I had a ... problem called Trichotillomania, its where you pull your hair out.. I don't do it anymore. but my eyebrows were my victims. I had awwfuullll looking eyebrows. :crys:  im glad im past that point in my life now.


----------



## Raerae (Apr 9, 2007)

hahaha...

So yesterday I was getting ready with my Mom for easter and she was like, "Overplucked again huh?"

ROFL  I almost died...  I was like no... I just forgot to fill them in LOL...


----------



## MxAxC-_ATTACK (Apr 9, 2007)

Quote:

   Originally Posted by *Raerae* 

 
_hahaha...

So yesterday I was getting ready with my Mom for easter and she was like, "Overplucked again huh?"

ROFL  I almost died...  I was like no... I just forgot to fill them in LOL..._

 
my mom does that too.. with tons of stuff ...

" I see you have your drag queen eyes on today"

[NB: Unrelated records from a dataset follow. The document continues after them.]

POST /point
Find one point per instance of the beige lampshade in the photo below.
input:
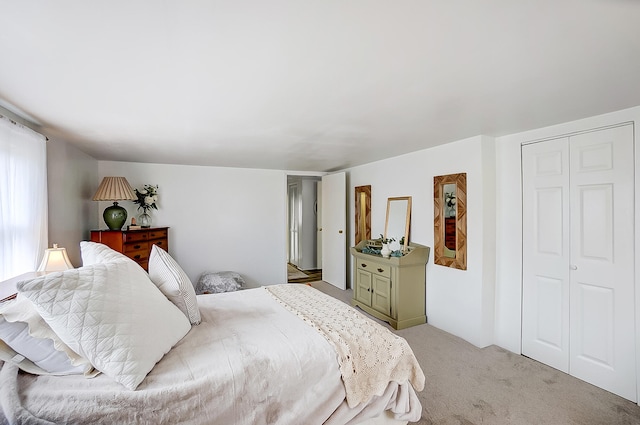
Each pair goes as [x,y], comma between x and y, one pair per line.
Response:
[55,260]
[114,189]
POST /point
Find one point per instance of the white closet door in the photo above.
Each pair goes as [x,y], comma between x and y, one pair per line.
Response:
[545,244]
[602,330]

my mom isn't into .. eye makeup at all

My usual comeback is 

"I see your sporting muffin top today" 

haha its getting old but it still makes me laugh


----------



## Raerae (Apr 9, 2007)

lol drag queen eyes...


----------



## MsButterfli (Apr 16, 2007)

i rememeber trying to trim my eyebrows with those "eyebrow razors" i was yappin on my phone and from the arch down was gone...i was heated cuz it was summertime and i used to draw the line down, but when i went to wipe my forehead i had to keep drawin the rest of my eyebrow on lol


----------



## stefania905 (Apr 17, 2007)

one time i sneezed when i was curling my eyelashes...

yea two hairs gone...



Indian Barbie, good luck & ur gorgeous anyway


----------



## Pearlette (Apr 17, 2007)

eyebrows are easy.. what about lashes !?
 my sister was trying to curl her eyelashes with a curler and her lashes got stuck ..she lost ALL of her upper lashes on the left eye 
	

	
	
		
		

		
		
	


	




but castor oil can make them grow faster.. i apply castor oil to my brows and they're really growing !


----------



## blueyedlady87 (Apr 17, 2007)

I don't know if it's been suggested by Rogain worked like a dream on my cousin's eyebrows. Just make sure ya don't get it in your eyes!


----------